Tuesday, October 11, 2011

Swearing in speech

I had promised to provide the speech that I delivered at the swearing in ceremony at the American Embassy September 2, 2011.

"When Peace Corps group 82 stepped off the plane in Kingston on June 29,2011,we embarked on a journey into the unknown leaving all that was familiar to embrace the life of a Peace Corps trainee living in Jamaica.

The past two months have been full of challenges, frustrations, training, tears, fears, laughter, training, new friendships, Devon House ice-cream, and, of course, more training.
At last, we are ready to do "the toughest job we will ever love." The Youth As Promise sector extends a "big up" to all the PC staff and volunteers that have worked so hard to prepare us for successful service. We have truly felt your love and commitment to our learning process, to our health and safety, to our cultural integration, to finding our host families and just the right work and home sites for the next two years.

We gratefully acknowledge the many hours and sometimes "hair pulling" moments you have spent trying to coordinate the myriad number of details that encompass this process;again, thank you. The YAP group are ready and willing to answer the call "how far will you go?" I love inspiring quotes and from Nelson Mandela these words, "A good head and a good heart are always a formidable combination". I believe that each member of Youth As Promise has this winning combination, a good head and a good heart, and with these, we will succeed.

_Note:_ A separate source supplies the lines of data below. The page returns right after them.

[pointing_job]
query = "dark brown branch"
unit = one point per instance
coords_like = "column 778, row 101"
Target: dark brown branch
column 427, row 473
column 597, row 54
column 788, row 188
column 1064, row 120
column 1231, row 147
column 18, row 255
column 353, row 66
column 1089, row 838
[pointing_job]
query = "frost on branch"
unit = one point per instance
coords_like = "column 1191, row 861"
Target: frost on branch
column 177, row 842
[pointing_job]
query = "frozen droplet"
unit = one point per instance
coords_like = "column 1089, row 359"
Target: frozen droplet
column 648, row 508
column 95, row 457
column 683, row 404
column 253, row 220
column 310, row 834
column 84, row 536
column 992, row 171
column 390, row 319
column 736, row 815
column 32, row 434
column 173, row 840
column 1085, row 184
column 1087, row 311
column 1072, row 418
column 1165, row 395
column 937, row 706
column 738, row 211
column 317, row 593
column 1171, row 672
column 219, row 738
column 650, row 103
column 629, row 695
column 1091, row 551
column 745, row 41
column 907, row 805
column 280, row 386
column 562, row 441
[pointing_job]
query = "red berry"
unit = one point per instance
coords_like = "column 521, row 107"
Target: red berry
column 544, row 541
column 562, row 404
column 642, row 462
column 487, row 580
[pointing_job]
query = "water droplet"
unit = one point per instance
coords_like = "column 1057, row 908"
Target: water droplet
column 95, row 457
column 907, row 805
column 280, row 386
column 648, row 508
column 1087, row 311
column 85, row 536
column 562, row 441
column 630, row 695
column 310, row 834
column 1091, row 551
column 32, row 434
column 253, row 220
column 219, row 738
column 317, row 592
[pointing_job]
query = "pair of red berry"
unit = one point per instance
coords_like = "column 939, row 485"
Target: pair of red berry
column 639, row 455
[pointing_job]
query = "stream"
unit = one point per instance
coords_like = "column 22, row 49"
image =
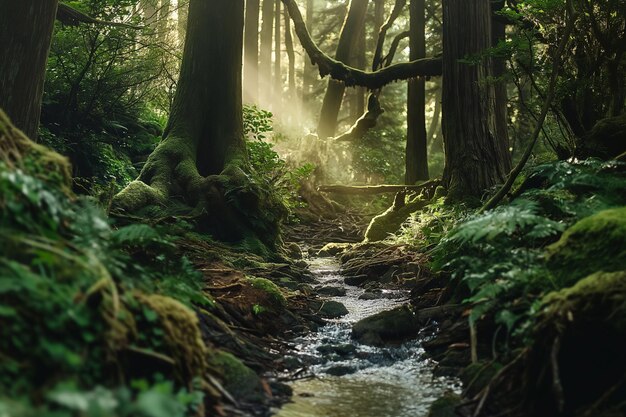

Mother Theresa's great words of guidance follow:

"People are often unreasonable and self-centered......forgive them anyway.
If you are kind, people may accuse you of ulterior motives.....be kind anyway.
If you are honest, people may cheat you.....Be honest anyway.
If you find happiness......people may be jealous.......be happy anyway.
The good you do today may be forgotten tomorrow......do good anyway.
Give the world the best you have and it may never be enough......give your best anyway. For you see, in the end, it is between you and God. It was never between you and them anyway."

In closing, I would like to sing a song that my host mother in Hellshire taught me that perhaps expresses some of our feelings:
I no Bon yah, but mi a live yah
Mi nah lef yah
Fi go America
No way sah
Pot a boil ya
Belly full ya
Sweet Jamaica

Thank you

Sunday, October 2, 2011

cont' funerals and toilet paper

the last entry stopped abruptly so, I will complete:  the journey back to Falmouth, then another taxi carrying additional bags of groceries.  This is such an arduous experience that one avoids shopping as much as possible and sometimes just opts to do without! 
Mornings here are my favorite time - sun filtering through the coconut and banana leaves, chickens and their baby chicks digging in the leaves and grass for breakfast, roosters crowing, men and women and children already walking on the road before 6:00am going to school or work, the almost lyrical sounds greetings in Patois being spoken, "Wa gwaan?"  what's happening and the replies, "mi cris mon, or "everting irie" both replies meaning I am well, I am good mon.

Just this past week, I experienced a cultural phenomena - I heard sounds that at first I thought were a babying crying  but when I looked out my back door, a goat was hanging from a tree, hind legs tied to a limb.  A man with a machete soon ended its misery by slitting it's throat!  I stood transfixed as I was watching an ancient ritual.  The goat was being slaughtered for my landlord's birthday celebration the following day. Jamaicans love curried goat.  The head is cut off and cleaned up to make Mannish Water, a favored soup that is supposed to increase virility and stamina in a man.  I must stop now  but will tell more about the party later.